It's been almost a year since I published "An Open Letter to My Critic" and so much has happened in that time. I'd like to say fences were mended and bridges weren't burned, but that's not the reality of the situation. The reality is that the situation got much uglier than I originally knew and certainly more than I thought possible. That's why I have been as quiet as possible.
It turns out that it wasn't one "friend" tired of my grief and ready for it to be over. Out of four women in that conversation that night, after many drinks and of course, after I had left, only one said this isn't right. Only one said the conversation needs to stop. The other three continued.
No one will tell me exactly what has said. Either too much time has passed to remember exactly or maybe they are ashamed. It's probably better if I don't know anyway. What I do know is it broke my heart all over again. And now friendships that I thought would last until we were old and gray are shaky now at best and it makes me sick to think of it.
I'm trying to forgive. I'm trying to move forward. But it's hard, its just so hard.

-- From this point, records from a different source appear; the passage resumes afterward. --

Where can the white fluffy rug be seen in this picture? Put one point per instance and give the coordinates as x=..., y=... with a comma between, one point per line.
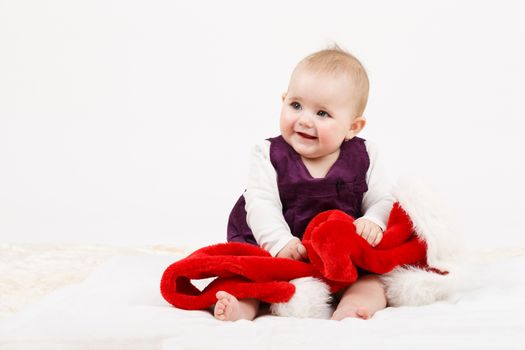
x=118, y=306
x=30, y=271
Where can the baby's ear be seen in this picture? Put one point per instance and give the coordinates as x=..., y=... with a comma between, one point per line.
x=355, y=128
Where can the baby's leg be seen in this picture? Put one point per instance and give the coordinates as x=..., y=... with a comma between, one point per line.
x=228, y=308
x=362, y=299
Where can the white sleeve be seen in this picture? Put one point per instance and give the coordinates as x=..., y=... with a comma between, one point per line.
x=263, y=205
x=378, y=200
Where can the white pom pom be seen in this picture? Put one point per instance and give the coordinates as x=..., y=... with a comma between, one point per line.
x=311, y=299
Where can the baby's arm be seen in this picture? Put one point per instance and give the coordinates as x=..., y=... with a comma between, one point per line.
x=263, y=206
x=377, y=201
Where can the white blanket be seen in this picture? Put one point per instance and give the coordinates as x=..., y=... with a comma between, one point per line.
x=119, y=307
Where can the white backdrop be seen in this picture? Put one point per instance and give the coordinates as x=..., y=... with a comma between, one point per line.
x=130, y=122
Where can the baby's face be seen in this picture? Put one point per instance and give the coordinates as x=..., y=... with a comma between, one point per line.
x=318, y=112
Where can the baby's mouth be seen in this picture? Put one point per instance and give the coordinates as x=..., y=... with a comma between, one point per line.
x=306, y=136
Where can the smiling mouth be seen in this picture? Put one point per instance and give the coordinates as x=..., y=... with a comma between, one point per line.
x=306, y=136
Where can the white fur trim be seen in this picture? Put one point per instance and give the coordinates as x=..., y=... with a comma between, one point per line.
x=311, y=299
x=432, y=221
x=445, y=247
x=409, y=286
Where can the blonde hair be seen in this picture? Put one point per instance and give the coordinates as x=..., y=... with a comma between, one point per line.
x=336, y=60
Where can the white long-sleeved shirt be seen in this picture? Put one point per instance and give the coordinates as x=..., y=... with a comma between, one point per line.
x=264, y=208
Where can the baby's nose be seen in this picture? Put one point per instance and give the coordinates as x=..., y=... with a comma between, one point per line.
x=305, y=119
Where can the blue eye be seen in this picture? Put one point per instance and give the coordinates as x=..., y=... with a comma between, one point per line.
x=323, y=114
x=295, y=105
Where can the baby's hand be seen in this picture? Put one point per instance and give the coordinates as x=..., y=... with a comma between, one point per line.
x=293, y=250
x=369, y=231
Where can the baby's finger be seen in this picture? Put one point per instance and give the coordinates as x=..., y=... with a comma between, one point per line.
x=358, y=226
x=366, y=231
x=378, y=238
x=301, y=250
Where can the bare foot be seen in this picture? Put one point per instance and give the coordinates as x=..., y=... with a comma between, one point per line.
x=227, y=307
x=351, y=311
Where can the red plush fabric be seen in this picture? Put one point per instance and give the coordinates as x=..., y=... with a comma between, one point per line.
x=335, y=251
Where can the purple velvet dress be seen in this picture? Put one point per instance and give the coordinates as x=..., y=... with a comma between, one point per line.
x=303, y=196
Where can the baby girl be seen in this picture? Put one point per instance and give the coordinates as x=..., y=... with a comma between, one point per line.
x=316, y=164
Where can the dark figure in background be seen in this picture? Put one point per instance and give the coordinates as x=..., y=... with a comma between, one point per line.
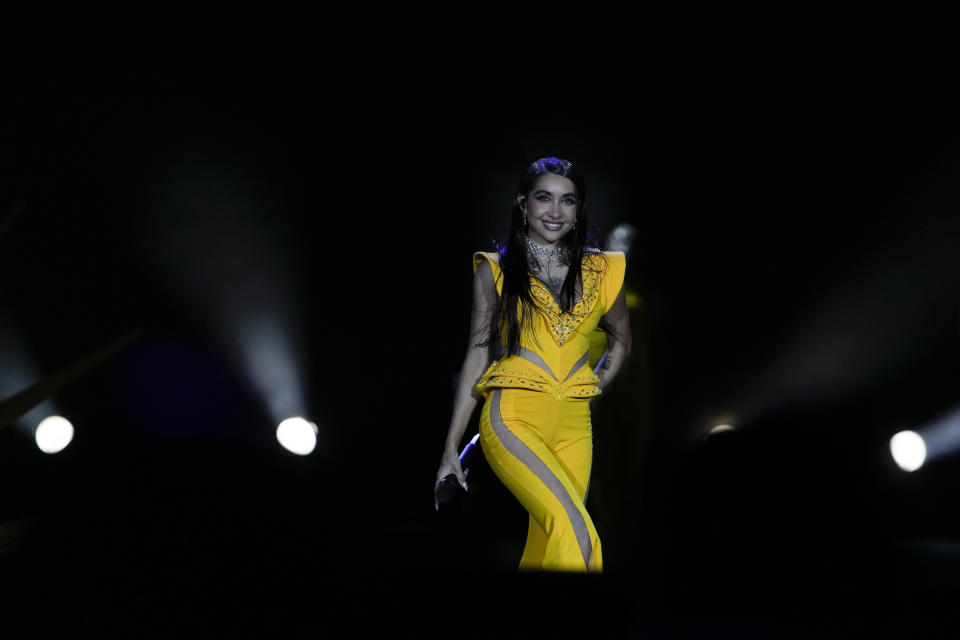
x=625, y=419
x=536, y=305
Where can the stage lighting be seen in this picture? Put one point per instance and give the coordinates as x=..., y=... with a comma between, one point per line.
x=297, y=435
x=720, y=428
x=53, y=434
x=908, y=450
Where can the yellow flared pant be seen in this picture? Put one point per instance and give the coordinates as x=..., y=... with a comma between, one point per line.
x=541, y=448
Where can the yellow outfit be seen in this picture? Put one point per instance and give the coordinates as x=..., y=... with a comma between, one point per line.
x=535, y=428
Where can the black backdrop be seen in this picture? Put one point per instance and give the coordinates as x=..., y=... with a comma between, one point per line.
x=790, y=173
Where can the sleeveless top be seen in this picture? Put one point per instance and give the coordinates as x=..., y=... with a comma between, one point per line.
x=554, y=359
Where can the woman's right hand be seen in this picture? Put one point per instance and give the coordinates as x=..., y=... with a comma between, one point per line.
x=450, y=463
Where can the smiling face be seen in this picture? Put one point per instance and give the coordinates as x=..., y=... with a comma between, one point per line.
x=551, y=208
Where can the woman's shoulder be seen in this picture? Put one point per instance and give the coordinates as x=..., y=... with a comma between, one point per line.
x=491, y=257
x=602, y=260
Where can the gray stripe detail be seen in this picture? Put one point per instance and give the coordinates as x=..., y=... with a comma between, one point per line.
x=578, y=364
x=526, y=354
x=517, y=447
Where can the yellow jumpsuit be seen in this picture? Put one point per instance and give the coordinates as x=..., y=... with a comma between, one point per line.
x=535, y=429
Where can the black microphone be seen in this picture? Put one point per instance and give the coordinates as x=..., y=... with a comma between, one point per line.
x=447, y=488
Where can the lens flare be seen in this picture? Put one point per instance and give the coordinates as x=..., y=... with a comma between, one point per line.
x=297, y=435
x=909, y=450
x=53, y=434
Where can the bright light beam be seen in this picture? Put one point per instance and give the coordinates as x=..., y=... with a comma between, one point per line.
x=297, y=435
x=53, y=434
x=908, y=450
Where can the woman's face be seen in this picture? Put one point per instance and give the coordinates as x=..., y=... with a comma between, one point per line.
x=551, y=208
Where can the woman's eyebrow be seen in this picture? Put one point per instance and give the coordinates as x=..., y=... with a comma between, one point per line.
x=550, y=193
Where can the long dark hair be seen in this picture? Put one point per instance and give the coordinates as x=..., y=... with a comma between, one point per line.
x=514, y=261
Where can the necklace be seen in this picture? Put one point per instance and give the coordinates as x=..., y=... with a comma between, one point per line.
x=537, y=250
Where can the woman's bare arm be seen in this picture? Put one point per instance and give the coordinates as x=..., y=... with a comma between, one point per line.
x=475, y=362
x=616, y=324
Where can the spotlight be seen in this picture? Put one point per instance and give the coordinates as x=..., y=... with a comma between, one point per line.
x=53, y=434
x=720, y=428
x=908, y=449
x=297, y=435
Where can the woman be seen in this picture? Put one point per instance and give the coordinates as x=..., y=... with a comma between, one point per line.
x=536, y=314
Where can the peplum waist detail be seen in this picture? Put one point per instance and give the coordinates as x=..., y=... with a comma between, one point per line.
x=527, y=370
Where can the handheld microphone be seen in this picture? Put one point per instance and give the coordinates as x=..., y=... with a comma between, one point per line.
x=447, y=488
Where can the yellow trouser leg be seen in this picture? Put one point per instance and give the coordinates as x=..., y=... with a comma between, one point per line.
x=540, y=448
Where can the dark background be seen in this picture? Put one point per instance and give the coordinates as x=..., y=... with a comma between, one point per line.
x=790, y=170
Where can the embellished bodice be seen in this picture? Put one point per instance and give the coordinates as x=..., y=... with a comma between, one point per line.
x=553, y=357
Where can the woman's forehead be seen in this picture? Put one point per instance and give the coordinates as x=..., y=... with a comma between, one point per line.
x=555, y=183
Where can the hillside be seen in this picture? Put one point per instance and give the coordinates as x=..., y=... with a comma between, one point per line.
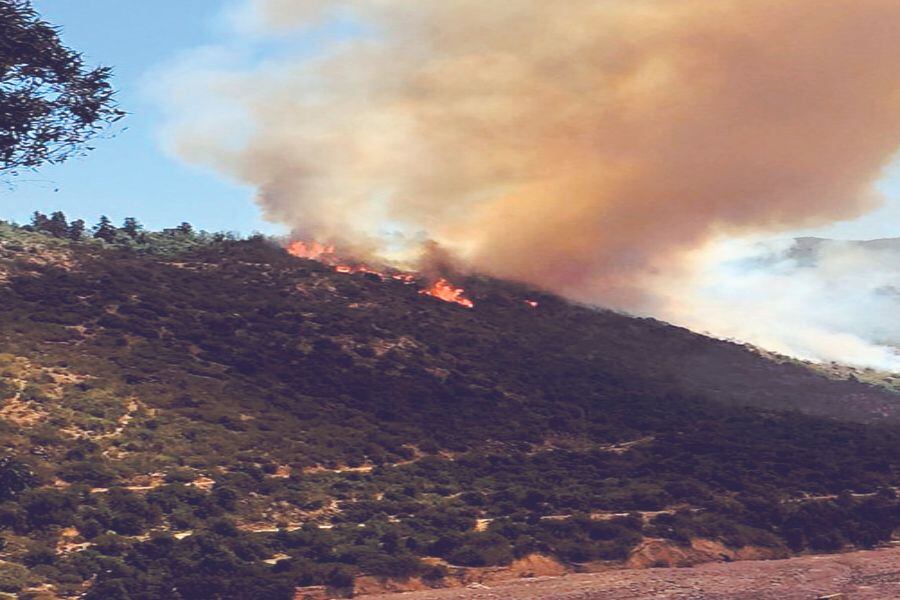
x=211, y=418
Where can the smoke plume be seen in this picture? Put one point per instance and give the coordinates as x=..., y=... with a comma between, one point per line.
x=584, y=146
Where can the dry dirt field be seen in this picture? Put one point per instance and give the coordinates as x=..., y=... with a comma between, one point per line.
x=864, y=575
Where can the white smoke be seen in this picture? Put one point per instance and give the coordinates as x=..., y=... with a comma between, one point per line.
x=814, y=299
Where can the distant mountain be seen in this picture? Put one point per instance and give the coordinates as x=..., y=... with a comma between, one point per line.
x=190, y=417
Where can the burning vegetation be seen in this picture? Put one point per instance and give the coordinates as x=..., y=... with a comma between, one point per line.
x=442, y=289
x=446, y=291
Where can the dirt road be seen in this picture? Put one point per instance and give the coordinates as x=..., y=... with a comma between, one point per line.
x=864, y=575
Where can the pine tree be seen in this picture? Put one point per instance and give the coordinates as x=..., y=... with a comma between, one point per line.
x=39, y=222
x=58, y=226
x=104, y=230
x=132, y=227
x=76, y=230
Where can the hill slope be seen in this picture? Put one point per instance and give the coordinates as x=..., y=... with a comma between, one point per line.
x=219, y=389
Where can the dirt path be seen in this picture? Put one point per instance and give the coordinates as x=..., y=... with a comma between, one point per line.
x=863, y=575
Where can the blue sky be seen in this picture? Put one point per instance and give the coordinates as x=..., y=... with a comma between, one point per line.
x=130, y=174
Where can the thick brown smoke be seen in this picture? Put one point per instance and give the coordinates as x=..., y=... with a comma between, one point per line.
x=578, y=145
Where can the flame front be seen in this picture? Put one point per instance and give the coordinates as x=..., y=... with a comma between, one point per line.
x=311, y=250
x=444, y=290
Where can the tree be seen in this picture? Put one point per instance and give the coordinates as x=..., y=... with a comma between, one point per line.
x=58, y=225
x=76, y=230
x=104, y=230
x=132, y=227
x=51, y=104
x=15, y=477
x=39, y=221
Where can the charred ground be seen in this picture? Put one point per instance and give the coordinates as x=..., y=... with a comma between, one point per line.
x=170, y=405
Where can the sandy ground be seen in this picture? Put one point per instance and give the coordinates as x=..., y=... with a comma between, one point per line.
x=863, y=575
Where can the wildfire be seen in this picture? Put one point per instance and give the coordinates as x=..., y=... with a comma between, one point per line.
x=310, y=250
x=444, y=290
x=440, y=289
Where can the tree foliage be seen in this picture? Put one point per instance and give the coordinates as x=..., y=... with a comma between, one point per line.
x=51, y=103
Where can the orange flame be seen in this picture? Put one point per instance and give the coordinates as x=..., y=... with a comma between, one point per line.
x=310, y=250
x=444, y=290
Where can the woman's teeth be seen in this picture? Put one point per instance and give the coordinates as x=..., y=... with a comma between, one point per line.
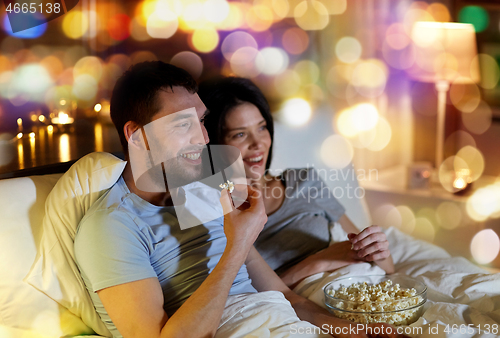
x=193, y=156
x=256, y=159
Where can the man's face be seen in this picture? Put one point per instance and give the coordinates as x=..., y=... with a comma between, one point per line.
x=176, y=135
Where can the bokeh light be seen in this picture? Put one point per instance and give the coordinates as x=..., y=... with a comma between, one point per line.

The cold truth of the situation now is that all have apologized - and almost all were sincere. But the blame now lies with me. They see it as my inability to automatically drop their betrayal and act like nothing ever happened as what is truly damaging the group. I see their inability to understand the level of hurt they caused as culprit. As you can see, this leaves a wide chasm that some how needs to be gapped. But can it?
That's what I don't know and I am trying to figure out. Meanwhile the silence, as they say, is deafening. They don't seem to be in a hurry for answers. Maybe they are over this too. Or maybe they are giving me a wide berth to figure all this out. I just don't know. I do know they are frustrated. They have asked once or twice, "How can I be your friend? I don't know how to be your friend anymore. Tell me how to be your friend." And the only answer I have "Just don't be an asshole" isn't giving enough direction. Maybe I should say, "Start by not putting the entire future of our friendship solely on my shoulders. It's a lot to carry alone." Because it is a lot to carry alone. Not only do I have to get myself and my husband and my two young children through this, now I have to get our friendship through this too? It's somehow my job and my job alone? That doesn't seem fair.
Then again, there was nothing fair about this situation from the very start.